Humans maintain core body temperature via a complicated system of physiologic mechanisms that counteract heat/cold fluctuations from metabolism, exertion, and the environment. Overextension of these mechanisms or disruption of body temperature homeostasis leads to bodily dysfunction, culminating in a syndrome analogous to exertional heat stroke (EHS). The inability of this thermoregulatory process to maintain the body temperature is caused by either thermal stress or certain drugs. EHS is a syndrome characterized by hyperthermia and the activation of systemic inflammation. Several drug-induced hyperthermic syndromes may resemble EHS and share common mechanisms. The purpose of this article is to review the current literature and compare exertional heat stroke (EHS) to three of the most widely studied drug-induced hyperthermic syndromes: malignant hyperthermia (MH), neuroleptic malignant syndrome (NMS), and serotonin syndrome (SS). Drugs and drug classes that have been implicated in these conditions include amphetamines, diuretics, cocaine, antipsychotics, metoclopramide, selective serotonin reuptake inhibitors (SSRIs), tricyclic antidepressants (TCAs), and many more. Observations suggest that severe or fulminant cases of drug-induced hyperthermia may evolve into an inflammatory syndrome best described as heat stroke. Their underlying mechanisms, symptoms, and treatment approaches will be reviewed to assist in accurate diagnosis, which will impact the management of potentially life-threatening complications.

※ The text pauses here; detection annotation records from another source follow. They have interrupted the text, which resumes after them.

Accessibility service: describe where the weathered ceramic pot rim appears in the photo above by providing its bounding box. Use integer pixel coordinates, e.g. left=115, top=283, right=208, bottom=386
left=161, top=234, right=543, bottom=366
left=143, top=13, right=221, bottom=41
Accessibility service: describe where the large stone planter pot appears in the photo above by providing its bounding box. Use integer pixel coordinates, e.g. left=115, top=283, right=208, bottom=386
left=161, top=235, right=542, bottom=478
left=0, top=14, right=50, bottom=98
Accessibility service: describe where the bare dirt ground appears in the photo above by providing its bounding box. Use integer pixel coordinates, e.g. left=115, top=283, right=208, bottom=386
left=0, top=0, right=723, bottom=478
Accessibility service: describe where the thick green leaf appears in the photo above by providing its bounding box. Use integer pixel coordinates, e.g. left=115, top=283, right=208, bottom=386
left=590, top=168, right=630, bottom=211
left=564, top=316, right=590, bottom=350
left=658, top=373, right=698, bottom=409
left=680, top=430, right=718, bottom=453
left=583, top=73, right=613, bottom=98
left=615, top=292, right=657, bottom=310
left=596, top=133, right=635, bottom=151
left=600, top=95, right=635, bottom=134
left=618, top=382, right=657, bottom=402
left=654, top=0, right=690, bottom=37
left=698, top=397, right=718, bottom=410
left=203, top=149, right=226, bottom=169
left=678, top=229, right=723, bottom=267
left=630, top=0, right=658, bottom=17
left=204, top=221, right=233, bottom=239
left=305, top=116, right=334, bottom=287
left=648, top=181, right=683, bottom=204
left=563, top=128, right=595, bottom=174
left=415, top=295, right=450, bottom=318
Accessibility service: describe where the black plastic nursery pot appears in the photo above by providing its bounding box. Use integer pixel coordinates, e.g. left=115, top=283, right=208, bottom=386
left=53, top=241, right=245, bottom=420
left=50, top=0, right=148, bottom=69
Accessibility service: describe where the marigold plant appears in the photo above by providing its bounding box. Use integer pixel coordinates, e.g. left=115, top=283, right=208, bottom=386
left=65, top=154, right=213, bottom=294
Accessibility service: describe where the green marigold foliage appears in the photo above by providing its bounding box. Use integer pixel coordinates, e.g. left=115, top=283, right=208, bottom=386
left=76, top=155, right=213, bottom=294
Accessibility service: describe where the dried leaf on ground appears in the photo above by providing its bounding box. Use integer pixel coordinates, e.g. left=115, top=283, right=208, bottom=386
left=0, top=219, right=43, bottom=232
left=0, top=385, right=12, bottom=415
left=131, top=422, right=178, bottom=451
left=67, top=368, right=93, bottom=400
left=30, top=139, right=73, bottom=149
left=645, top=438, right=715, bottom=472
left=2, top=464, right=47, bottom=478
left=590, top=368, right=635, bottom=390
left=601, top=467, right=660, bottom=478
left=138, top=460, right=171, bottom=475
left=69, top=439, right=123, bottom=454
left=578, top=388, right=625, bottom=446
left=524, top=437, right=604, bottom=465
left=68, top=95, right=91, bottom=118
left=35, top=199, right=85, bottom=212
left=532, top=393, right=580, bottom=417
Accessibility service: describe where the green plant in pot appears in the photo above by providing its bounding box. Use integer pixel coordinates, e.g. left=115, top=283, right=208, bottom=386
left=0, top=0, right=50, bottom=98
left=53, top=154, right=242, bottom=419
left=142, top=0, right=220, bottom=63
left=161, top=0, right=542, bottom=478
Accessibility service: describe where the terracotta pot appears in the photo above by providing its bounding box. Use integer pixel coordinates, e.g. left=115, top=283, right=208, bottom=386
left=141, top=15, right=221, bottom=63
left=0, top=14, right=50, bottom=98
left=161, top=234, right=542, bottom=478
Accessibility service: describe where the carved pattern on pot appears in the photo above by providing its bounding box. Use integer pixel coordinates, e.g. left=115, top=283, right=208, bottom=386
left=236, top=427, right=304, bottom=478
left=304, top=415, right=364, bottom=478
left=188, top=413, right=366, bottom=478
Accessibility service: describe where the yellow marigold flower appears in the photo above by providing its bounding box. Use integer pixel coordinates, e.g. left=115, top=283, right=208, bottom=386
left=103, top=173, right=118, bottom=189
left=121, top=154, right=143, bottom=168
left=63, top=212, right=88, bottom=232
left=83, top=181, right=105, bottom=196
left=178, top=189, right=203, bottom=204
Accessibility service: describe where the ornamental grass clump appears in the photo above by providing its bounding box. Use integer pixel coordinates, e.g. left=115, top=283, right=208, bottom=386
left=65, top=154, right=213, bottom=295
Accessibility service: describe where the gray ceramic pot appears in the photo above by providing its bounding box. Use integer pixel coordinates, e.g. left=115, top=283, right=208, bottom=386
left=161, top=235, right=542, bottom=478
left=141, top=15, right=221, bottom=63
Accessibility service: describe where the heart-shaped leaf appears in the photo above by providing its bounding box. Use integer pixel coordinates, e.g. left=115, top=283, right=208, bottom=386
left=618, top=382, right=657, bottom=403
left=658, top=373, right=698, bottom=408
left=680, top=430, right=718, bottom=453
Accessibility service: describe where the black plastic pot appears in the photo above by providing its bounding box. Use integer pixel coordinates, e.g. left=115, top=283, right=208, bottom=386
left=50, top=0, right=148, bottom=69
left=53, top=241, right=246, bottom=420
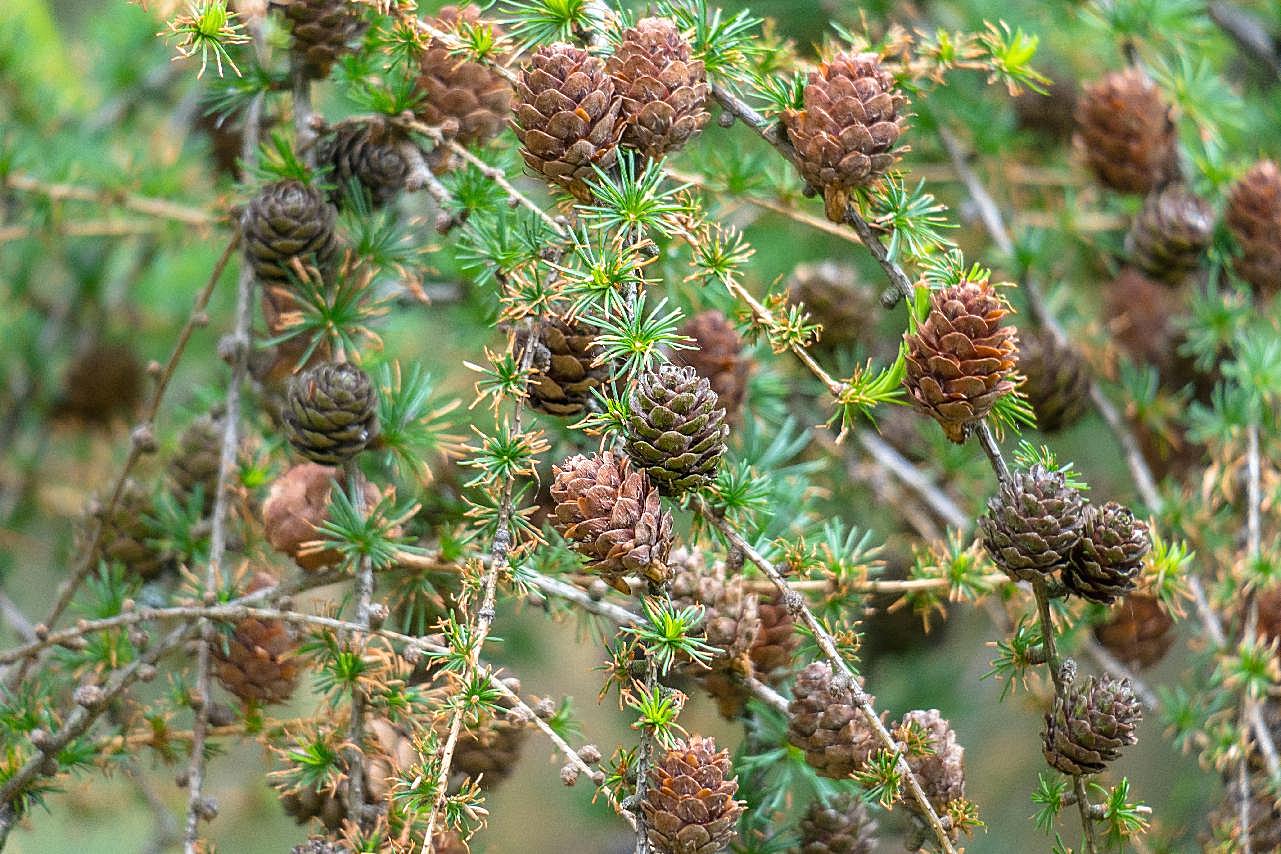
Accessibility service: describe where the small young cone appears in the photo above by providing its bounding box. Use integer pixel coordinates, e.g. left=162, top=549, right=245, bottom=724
left=552, top=451, right=673, bottom=593
left=783, top=54, right=907, bottom=223
left=1094, top=593, right=1173, bottom=668
left=605, top=18, right=711, bottom=160
left=788, top=662, right=881, bottom=780
left=512, top=42, right=626, bottom=201
left=641, top=735, right=743, bottom=854
left=671, top=309, right=752, bottom=420
left=903, top=280, right=1017, bottom=443
left=1076, top=68, right=1179, bottom=195
left=414, top=5, right=511, bottom=146
left=209, top=572, right=298, bottom=703
left=1223, top=160, right=1281, bottom=298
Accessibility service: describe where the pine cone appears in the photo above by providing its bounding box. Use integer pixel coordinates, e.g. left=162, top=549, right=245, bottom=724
left=605, top=18, right=711, bottom=160
left=241, top=181, right=338, bottom=291
left=209, top=572, right=298, bottom=703
left=414, top=5, right=511, bottom=146
left=899, top=709, right=965, bottom=813
left=669, top=549, right=761, bottom=721
left=751, top=590, right=801, bottom=681
left=626, top=365, right=729, bottom=495
left=1223, top=160, right=1281, bottom=298
left=512, top=42, right=626, bottom=201
left=783, top=54, right=907, bottom=223
left=515, top=318, right=614, bottom=416
left=788, top=261, right=880, bottom=353
left=1018, top=329, right=1090, bottom=433
left=671, top=309, right=752, bottom=419
left=277, top=0, right=365, bottom=78
left=979, top=466, right=1085, bottom=581
left=284, top=362, right=378, bottom=466
left=54, top=343, right=143, bottom=425
left=453, top=679, right=529, bottom=787
left=1125, top=184, right=1214, bottom=284
left=99, top=479, right=173, bottom=580
left=1044, top=676, right=1143, bottom=775
left=552, top=451, right=673, bottom=593
left=1063, top=501, right=1152, bottom=604
left=799, top=793, right=876, bottom=854
left=263, top=462, right=380, bottom=572
left=903, top=280, right=1017, bottom=443
left=168, top=412, right=223, bottom=515
left=1094, top=593, right=1173, bottom=668
left=316, top=122, right=427, bottom=207
left=281, top=717, right=419, bottom=831
left=1076, top=68, right=1179, bottom=195
left=641, top=735, right=743, bottom=854
left=788, top=662, right=881, bottom=780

人类通过一个复杂的生理机制系统来维持核心体温,该系统可抵消因新陈代谢、运动及环境因素引起的热/冷波动。这些机制的过度作用或体温稳态的破坏会导致身体功能障碍,最终引发一种类似于劳力性热射病(EHS)的综合征。这种体温调节过程无法维持体温是由热应激或某些药物引起的。EHS是一种以体温过高和全身炎症激活为特征的综合征。几种药物性热综合征可能类似于EHS并具有共同机制。本文的目的是回顾当前文献,并将劳力性热射病(EHS)与三种研究最广泛的药物性热综合征进行比较:恶性高热(MH)、抗精神病药恶性综合征(NMS)和5-羟色胺综合征(SS)。与这些病症相关的药物和药物类别包括苯丙胺、利尿剂、可卡因、抗精神病药、甲氧氯普胺、选择性5-羟色胺再摄取抑制剂(SSRI)、三环类抗抑郁药(TCA)等等。观察结果表明,严重或暴发性药物性热病例可能会演变成一种最宜描述为热射病的炎症综合征。将对其潜在机制、症状和治疗方法进行综述,以协助准确诊断,这将影响对潜在危及生命并发症的处理。